Fixing the Scoring Metric 03/05/2018

This week is all about making sure my scoring metric works, namely, getting rid of the static that occurs. Each day I will start by making some changes, testing, running, and eventually running for an extended period of time.

Day 1

To try and fix the scoring metric the first thing I will try is to adjust the size of how the program defines medium. I strongly suspect that this is off, and some larger pixelated shaped are getting counted as medium. This would give the image an artificially inflated score.

For my first test I merely re-adjusted the definition of medium. I based it off the image that scored best with the participants of the survey. I had the program randomly generate 35 images to see which ones were getting rated the best.

The good news, is that I saw a trend toward the objects that had larger shapes being scored better, the bad news is that pixelated images still did get scores. However, in the long run I have yet to see if this is a problem.

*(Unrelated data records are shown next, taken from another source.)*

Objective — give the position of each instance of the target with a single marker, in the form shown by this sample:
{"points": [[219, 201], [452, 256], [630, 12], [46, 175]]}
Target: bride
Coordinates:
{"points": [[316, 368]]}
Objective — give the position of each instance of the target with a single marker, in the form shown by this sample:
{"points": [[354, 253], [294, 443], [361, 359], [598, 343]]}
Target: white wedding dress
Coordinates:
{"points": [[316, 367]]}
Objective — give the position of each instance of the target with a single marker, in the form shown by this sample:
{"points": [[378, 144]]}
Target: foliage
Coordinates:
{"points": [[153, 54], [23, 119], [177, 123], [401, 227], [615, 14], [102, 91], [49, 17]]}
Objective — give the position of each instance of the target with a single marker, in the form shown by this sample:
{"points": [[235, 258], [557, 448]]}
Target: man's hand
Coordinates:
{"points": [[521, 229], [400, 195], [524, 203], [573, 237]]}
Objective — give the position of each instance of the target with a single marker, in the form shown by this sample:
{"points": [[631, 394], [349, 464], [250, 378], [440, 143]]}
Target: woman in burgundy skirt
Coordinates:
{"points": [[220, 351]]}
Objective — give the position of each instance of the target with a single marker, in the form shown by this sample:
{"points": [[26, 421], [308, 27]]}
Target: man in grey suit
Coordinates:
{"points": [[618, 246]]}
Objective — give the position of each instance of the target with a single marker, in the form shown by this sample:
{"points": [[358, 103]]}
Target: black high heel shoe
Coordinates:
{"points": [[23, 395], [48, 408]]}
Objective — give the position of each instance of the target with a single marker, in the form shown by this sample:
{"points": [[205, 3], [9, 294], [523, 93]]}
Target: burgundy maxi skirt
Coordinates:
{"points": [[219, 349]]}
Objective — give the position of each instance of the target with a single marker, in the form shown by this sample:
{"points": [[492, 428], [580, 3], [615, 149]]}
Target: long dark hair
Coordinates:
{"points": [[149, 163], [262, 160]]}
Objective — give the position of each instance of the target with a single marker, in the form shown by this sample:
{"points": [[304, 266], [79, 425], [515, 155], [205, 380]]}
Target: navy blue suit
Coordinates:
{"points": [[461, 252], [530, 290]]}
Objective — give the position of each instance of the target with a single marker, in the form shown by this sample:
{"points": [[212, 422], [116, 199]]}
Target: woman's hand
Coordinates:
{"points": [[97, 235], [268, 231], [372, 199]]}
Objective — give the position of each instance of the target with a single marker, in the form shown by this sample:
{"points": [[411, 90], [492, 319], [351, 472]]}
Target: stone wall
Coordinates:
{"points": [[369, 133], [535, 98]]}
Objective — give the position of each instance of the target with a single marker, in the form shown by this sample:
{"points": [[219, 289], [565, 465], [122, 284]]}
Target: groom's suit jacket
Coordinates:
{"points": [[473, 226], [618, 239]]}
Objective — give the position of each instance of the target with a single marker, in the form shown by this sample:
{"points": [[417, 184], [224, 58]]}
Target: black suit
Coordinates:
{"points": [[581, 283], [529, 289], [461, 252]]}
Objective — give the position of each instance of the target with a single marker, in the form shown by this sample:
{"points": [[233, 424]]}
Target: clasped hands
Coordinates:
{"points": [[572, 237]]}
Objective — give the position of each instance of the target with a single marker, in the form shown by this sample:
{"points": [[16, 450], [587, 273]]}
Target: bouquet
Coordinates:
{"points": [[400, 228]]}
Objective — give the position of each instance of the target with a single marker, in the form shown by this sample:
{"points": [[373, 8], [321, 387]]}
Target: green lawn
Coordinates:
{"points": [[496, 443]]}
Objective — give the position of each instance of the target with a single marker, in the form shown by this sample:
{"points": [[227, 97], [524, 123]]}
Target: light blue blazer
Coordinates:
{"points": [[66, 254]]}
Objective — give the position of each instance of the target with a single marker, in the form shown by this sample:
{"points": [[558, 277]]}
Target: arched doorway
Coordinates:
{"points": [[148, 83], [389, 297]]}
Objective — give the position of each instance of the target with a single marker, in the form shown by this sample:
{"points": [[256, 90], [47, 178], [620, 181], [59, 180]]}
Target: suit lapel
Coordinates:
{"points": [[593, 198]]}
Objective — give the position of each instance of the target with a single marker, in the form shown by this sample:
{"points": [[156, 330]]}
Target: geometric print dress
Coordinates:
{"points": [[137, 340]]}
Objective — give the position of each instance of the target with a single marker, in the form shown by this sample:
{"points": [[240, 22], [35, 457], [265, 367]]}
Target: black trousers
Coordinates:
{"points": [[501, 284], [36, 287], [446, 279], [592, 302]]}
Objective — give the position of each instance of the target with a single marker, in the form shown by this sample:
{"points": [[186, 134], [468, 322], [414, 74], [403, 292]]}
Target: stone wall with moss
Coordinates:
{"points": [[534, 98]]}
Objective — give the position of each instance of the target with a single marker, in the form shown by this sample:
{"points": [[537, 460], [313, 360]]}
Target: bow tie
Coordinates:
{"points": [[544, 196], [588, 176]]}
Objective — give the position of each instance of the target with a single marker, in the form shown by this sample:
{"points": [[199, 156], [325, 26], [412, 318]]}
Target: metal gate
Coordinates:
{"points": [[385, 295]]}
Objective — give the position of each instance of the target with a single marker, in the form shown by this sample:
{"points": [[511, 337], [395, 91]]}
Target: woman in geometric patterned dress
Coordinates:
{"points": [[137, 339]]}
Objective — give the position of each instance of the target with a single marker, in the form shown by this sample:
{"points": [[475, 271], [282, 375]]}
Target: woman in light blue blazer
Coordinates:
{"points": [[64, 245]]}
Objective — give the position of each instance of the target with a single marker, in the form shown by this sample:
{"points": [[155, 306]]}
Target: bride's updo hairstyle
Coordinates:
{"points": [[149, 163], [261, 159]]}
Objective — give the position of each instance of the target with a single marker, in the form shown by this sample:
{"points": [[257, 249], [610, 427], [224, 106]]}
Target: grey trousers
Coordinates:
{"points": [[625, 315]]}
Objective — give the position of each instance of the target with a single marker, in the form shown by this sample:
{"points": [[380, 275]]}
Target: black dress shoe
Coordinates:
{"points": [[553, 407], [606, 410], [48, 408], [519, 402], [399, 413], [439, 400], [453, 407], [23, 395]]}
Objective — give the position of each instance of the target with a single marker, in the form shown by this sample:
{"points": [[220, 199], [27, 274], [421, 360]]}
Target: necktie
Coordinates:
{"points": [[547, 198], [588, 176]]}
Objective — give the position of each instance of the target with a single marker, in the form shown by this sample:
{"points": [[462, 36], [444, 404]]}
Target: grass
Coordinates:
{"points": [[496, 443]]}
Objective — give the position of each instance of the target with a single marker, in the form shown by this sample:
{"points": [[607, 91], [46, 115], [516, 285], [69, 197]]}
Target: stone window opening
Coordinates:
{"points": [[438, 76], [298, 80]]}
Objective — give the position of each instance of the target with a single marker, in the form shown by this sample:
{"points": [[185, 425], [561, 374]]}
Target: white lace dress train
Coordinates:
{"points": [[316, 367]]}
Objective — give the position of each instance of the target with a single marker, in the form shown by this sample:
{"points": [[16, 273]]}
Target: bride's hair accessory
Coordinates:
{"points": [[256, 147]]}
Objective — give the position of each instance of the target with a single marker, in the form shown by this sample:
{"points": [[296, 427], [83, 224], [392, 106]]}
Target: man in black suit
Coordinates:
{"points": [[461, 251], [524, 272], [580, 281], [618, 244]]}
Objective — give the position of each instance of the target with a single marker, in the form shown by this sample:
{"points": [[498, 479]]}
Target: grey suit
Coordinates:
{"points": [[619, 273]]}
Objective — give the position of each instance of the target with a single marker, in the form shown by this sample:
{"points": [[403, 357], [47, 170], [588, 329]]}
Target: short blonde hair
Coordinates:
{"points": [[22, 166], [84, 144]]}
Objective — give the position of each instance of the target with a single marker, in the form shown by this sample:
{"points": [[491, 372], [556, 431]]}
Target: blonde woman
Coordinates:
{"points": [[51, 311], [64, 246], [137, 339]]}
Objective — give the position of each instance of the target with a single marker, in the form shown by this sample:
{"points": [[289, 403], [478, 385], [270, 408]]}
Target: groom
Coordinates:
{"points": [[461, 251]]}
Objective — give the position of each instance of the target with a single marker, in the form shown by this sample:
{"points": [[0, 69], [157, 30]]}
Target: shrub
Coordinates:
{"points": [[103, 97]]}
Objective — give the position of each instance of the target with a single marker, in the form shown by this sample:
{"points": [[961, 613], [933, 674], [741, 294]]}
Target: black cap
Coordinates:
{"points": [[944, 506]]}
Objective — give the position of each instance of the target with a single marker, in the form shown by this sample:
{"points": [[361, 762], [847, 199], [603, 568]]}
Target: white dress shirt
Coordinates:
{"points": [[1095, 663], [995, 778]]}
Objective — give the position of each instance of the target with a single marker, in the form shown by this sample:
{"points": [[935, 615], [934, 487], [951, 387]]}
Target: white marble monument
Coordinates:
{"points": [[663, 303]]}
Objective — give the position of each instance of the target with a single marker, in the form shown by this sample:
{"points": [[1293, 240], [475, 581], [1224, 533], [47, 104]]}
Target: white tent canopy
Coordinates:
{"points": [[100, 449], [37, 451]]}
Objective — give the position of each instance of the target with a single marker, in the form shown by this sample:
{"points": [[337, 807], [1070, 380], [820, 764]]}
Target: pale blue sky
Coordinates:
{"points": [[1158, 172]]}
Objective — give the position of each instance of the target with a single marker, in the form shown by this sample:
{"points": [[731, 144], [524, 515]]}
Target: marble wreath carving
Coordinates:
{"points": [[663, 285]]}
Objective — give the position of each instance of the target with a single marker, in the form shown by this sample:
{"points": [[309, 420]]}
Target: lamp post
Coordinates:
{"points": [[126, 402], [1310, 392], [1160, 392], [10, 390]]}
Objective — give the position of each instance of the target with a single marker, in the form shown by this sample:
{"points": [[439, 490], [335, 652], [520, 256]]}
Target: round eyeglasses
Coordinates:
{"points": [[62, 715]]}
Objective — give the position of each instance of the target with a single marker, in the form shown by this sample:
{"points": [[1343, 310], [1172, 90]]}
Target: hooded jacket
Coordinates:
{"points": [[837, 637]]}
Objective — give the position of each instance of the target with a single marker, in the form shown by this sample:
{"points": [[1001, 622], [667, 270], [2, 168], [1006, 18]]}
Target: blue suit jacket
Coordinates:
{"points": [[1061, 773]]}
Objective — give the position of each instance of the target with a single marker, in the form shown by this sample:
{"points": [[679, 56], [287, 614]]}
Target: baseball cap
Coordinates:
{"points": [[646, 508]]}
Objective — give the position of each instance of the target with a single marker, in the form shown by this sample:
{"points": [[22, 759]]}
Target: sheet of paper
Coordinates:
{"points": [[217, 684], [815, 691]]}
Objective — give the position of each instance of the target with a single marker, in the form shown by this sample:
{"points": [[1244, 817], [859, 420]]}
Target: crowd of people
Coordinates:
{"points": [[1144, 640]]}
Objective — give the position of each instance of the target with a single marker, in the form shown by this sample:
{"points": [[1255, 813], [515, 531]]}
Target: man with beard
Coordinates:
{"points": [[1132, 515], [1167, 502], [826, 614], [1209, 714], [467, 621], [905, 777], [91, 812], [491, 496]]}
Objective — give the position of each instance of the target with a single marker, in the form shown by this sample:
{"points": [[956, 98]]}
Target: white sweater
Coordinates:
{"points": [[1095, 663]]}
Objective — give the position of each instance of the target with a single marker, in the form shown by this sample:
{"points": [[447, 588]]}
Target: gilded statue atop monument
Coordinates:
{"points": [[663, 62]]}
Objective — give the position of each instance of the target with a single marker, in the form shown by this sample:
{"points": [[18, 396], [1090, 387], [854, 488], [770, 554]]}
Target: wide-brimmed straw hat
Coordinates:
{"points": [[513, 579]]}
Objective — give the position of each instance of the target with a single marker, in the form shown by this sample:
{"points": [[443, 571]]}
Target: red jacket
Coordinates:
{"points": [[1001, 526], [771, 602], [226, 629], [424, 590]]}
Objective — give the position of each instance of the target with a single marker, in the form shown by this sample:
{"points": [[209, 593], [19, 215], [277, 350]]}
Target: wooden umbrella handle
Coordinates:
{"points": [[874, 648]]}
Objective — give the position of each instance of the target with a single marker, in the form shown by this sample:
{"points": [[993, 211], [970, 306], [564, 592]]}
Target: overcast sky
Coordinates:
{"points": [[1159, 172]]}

The best: 0.5185208953077559
Pixelated Score: 0.0659560000685043

We can see from the above images larger shapes are forming and getting rated better. However, the first generation tends to have images that are less pixelated and more sparse than those generated down the line. It could just be the pool the program has to judge from.

Testing this in the long run yielded the following results:

A pixelated mess with a score of: 0.5250059715377846

This is not at all what we wanted, and is disappointing to see considering how many different automatas were produced in this run-through.

I will once again try to do this, except this time, I will up the k-score the program uses by 1.

Once again bad: 0.5337039721989159

Day 2

To begin today in light of the unsuccessful tests run yesterday, I start by implementing the database in such a way where we can see all four aspects of the score put into place.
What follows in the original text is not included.